The arrangement of elements so their edges or centre axes line up along a common line, creating visual order and an implied connection between the aligned parts.

What it is

Alignment is how a layout tells the eye that separate elements belong together. When a heading, a paragraph, and a caption all share a left edge, the eye reads them as one connected group even when space separates them; the invisible line they share does the connecting. Nothing in a designed layout should be placed arbitrarily — every element should align with something else on the page, which is why alignment is one of the four classic principles of layout alongside proximity, contrast, and repetition.

Alignment operates at two scales. Within a paragraph it describes how lines of type meet the column edges — flush left (ragged right), flush right, justified (flush both), or centred. Across a layout it describes how blocks line up to the columns and flow lines of a typographic grid. Strong edge alignment is what makes a grid-built page feel crisp; broken alignment is the most common reason an amateur layout looks untidy.
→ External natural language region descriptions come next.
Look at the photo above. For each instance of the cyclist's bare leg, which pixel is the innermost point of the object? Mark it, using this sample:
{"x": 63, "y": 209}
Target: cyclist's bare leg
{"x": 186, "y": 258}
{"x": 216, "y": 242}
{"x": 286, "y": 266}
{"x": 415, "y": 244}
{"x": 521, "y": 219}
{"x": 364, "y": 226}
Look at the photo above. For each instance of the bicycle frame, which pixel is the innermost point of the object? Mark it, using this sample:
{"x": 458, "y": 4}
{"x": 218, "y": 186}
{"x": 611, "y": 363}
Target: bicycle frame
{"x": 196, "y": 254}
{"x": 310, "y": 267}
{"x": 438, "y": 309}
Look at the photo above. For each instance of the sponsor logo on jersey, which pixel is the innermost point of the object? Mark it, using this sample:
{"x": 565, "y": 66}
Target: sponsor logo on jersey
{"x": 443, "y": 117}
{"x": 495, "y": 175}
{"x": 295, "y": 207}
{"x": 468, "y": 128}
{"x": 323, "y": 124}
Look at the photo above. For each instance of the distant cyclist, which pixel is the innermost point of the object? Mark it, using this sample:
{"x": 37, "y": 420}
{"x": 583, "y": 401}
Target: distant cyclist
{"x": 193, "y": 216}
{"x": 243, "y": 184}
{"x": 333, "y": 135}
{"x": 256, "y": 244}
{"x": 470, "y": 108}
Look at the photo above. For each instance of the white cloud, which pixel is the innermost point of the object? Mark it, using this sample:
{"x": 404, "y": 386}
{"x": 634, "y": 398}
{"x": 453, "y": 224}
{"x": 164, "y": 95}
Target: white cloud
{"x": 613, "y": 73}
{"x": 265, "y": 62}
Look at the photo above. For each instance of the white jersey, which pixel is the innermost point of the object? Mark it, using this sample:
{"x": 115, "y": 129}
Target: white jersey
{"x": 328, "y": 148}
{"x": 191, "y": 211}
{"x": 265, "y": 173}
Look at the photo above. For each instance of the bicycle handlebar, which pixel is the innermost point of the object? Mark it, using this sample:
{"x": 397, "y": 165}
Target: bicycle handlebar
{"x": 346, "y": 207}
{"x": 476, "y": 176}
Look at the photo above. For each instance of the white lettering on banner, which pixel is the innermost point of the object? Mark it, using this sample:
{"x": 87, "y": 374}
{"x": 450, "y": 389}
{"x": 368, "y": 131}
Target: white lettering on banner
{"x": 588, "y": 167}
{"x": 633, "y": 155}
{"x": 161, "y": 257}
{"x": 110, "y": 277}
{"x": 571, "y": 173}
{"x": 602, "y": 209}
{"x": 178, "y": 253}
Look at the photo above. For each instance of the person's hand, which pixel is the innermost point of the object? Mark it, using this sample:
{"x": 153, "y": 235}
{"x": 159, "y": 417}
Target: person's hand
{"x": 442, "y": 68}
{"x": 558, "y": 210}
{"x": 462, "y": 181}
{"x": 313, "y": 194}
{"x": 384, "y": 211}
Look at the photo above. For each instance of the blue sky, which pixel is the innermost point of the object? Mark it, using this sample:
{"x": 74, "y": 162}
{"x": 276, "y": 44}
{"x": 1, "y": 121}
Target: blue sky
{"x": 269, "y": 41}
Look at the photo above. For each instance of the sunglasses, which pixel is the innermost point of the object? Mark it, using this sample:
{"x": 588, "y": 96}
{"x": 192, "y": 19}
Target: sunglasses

Three text blocks sharing a common left edge marked by a vertical alignment lineshared left edge
Three blocks aligned to a common left edge (dashed line).

Etymology

From the French aligner ("to put in a line"), alignment entered design vocabulary from surveying and military drill. Its perceptual basis is the Gestalt principle of continuity — the mind prefers to see elements arranged along a continuous line as related. Josef Müller-Brockmann's grid theory makes alignment to shared axes the organising logic of the page, and Ellen Lupton frames it as a core layout principle in Thinking with Type.

Examples in use

"Set the body flush left so the ragged right edge keeps even word spacing." A designer aligns every caption to the left edge of the image it describes so the connection is unmistakable. In interface design, aligning form labels to a single axis lets the eye scan a field list top-to-bottom without horizontal hunting.

References

  1. Lupton, Ellen. Thinking with Type, 2nd ed. Princeton Architectural Press (2010). ISBN 978-1-56898-969-3.
  2. Müller-Brockmann, Josef. Grid Systems in Graphic Design. Niggli (1981). ISBN 3-7212-0145-0.
  3. Williams, Robin. The Non-Designer's Design Book, 4th ed. Peachpit Press (2014). ISBN 978-0-13-396615-2.